SIICS

In the wake of the showcasing of various Solr-based OPAC projects at Code4Lib (both the conference and the preconference), it’s a good time to think about the way forward for Solr. We’ve seen that Solr’s search functionality can let us build the kinds of services we want, and that its scalability will cope with the kinds of loads we’re likely to throw at it. There are still questions about how to handle facets with large numbers of values, and the best strategy for handling dynamic metadata (like circulation status or user tags) alongside the relatively static bibliographic metadata, but these are being worked on by the Solr development community and we can expect solutions to be found.

We have a class of problems I propose to call Scalable Indexing of ILS Content for Solr, or SIICS (pronounced like “six”, as a tribute to Nines, the pioneering digital library application for Solr, using Eric Hatcher’s Collex).

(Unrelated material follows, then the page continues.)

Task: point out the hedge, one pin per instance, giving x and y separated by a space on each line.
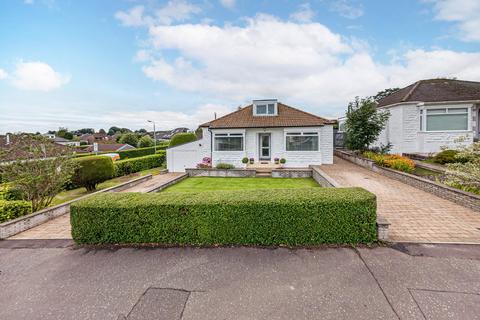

* Scalable: we need to build and maintain indexes of millions of records
* Indexing: this is just the indexing side of the process; the search interface side is well in hand and doesn’t present major technical challenges at this point
* ILS Content: not just MARC records but locations, holdings and circulation status, all residing in more or less open, more or less standards-based systems, depending on the vendor system
* for Solr: cuz that’s what we’re talking about

In order to exploit Solr in the OPAC space, we need to be able to access our ILS data in a timely way, that doesn’t disrupt the workings of the ILS, and that doesn’t lose data that we need for indexing along the way. What constitutes timeliness will vary for different players, but we need to be able to get big lumps of data into the index with a minimum of delay. With dynamic data like circ status or tagging, the ideal is instantaneous updates: if you sign a book out or assign a tag, you should be able to see the change immediately in the interface.

To make this happen, libraries are going to need a wide range of solutions, depending on their vendors, licensing arrangements, non-disclosure agreements, systems architecture, and so on. This limits the extent to which we can collaborate on these problems. To the extent that we can, however, we should; these are going to be hard problems.

If Solr fails in the OPAC space, it will be because it was deep-SIICSed.